For all his talk, Singer only settles on recommending a standard of giving of "at least 1% of net income", which truly isn't very much. So sifting through these arguments back and forth, we find that things aren't so clear as rowing a boat over to pluck a drowning woman from the sea. This week's thought experiment is therefore a very weak analogy. Our path forward in trying to find solutions to a very complex problem should, as is often the case, take a clue from evolution by tinkering around the edges with small scale trial and error processes as we work towards the admittedly obvious goal of increasing human flourishing everywhere.
In the FAQs for Bridging the Is-Ought Divide, I wrote a little bit about this that I think still stands. I said:
Q. Does this concern for all of life mean we can’t enjoy many of the things that make us human? Singer already tells us we should morally give all our spare money to other poor people across the globe.
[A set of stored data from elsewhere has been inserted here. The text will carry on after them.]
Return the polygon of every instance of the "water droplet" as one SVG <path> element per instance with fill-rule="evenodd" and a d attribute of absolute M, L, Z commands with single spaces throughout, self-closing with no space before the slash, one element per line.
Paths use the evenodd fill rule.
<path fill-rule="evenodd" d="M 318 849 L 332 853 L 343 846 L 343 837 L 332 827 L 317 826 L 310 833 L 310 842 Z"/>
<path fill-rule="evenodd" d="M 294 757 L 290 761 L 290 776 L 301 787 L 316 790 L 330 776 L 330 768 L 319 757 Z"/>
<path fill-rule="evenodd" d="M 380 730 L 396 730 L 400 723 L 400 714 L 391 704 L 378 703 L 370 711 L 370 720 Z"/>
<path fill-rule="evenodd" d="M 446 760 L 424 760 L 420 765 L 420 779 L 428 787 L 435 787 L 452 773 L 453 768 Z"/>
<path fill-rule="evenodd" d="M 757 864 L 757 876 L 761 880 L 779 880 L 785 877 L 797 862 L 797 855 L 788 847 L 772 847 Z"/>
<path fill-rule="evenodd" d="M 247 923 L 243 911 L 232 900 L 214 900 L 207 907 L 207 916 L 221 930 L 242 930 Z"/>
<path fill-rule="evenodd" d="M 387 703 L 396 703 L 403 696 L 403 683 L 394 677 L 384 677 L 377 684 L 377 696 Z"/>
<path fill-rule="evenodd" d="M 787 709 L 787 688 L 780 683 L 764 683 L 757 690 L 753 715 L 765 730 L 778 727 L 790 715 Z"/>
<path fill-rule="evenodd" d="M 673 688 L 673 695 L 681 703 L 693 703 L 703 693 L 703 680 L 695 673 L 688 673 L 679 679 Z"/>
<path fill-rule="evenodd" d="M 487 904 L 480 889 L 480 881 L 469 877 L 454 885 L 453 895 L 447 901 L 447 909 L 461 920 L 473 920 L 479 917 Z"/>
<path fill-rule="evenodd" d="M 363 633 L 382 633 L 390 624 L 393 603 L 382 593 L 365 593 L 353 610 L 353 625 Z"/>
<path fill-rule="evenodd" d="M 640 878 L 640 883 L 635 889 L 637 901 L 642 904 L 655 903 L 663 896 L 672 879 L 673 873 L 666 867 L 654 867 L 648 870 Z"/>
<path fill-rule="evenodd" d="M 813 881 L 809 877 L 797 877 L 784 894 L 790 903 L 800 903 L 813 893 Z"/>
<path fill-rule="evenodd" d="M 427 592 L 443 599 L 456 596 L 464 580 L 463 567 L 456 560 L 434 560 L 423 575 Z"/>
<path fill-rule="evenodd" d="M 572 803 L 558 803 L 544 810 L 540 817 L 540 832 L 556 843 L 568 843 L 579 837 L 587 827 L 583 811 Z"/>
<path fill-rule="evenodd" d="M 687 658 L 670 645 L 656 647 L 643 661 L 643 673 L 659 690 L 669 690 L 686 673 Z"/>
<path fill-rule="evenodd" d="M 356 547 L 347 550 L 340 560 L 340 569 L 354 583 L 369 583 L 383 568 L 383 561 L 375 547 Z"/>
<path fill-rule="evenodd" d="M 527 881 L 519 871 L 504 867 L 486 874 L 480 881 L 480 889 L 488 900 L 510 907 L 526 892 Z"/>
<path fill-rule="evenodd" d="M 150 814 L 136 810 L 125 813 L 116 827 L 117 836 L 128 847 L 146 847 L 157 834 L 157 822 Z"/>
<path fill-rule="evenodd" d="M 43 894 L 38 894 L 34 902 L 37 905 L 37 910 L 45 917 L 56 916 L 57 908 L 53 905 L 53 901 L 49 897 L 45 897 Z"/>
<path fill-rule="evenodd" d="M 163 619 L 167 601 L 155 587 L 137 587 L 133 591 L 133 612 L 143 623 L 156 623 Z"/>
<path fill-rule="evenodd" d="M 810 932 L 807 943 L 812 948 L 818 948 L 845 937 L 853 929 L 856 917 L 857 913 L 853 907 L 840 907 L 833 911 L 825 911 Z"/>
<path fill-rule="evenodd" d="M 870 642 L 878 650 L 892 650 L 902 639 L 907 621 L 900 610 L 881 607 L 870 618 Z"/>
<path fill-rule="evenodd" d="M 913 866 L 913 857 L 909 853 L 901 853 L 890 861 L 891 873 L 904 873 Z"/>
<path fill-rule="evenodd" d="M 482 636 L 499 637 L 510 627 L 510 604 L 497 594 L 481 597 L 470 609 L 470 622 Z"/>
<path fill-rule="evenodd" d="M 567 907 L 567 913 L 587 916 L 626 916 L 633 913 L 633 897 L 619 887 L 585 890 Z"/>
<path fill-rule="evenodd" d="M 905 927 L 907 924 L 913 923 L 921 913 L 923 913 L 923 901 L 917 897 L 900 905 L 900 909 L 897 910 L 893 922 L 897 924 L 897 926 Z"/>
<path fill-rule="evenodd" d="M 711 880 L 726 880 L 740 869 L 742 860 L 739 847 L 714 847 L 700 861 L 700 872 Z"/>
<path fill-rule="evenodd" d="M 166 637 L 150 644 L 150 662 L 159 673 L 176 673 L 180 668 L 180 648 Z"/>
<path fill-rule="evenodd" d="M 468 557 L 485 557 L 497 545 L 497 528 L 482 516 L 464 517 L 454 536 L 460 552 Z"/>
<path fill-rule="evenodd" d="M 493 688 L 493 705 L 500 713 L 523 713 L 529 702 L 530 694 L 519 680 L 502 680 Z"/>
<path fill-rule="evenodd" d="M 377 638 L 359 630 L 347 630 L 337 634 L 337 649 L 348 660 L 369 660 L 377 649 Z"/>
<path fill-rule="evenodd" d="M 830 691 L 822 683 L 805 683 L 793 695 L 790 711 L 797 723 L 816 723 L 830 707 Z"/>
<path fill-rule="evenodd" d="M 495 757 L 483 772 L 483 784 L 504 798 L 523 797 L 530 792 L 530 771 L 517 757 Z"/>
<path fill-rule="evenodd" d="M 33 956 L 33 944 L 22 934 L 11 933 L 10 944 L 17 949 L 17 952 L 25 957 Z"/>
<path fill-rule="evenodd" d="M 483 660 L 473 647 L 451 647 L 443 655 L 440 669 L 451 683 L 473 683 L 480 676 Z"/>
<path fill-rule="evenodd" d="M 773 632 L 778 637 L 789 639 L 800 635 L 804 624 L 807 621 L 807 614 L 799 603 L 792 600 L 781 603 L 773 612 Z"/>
Do we have to do the same for birds and flies and plants and bacteria now too?
A. Singer stated that we should have “equal concern for all human beings” but that lead him to conclusions about charity and largesse that were out of touch with our actual moral urges. While all human beings originally have equal standing for claims, especially from the point of view of the veil of ignorance, the actual force of their claims on us is variable depending on many things such as our ability to satisfy their claims, their reputation from prior actions, or their possibility of reciprocating aid over repeated interactions in the future. Moral concerns are a force that behaves somewhat like gravity with stronger pulls by larger bodies at close distances often overshadowing the background tugs of fainter objects far away. As long as we remain sensitive to the possibility that the collection of those tugs from fainter objects may occasionally outweigh those from more obvious sources, then there is no reason we can’t enjoy many of the localized concerns that make us human.
But what do you think? Do you agree with the argument that only giving 1% is enough to make us human?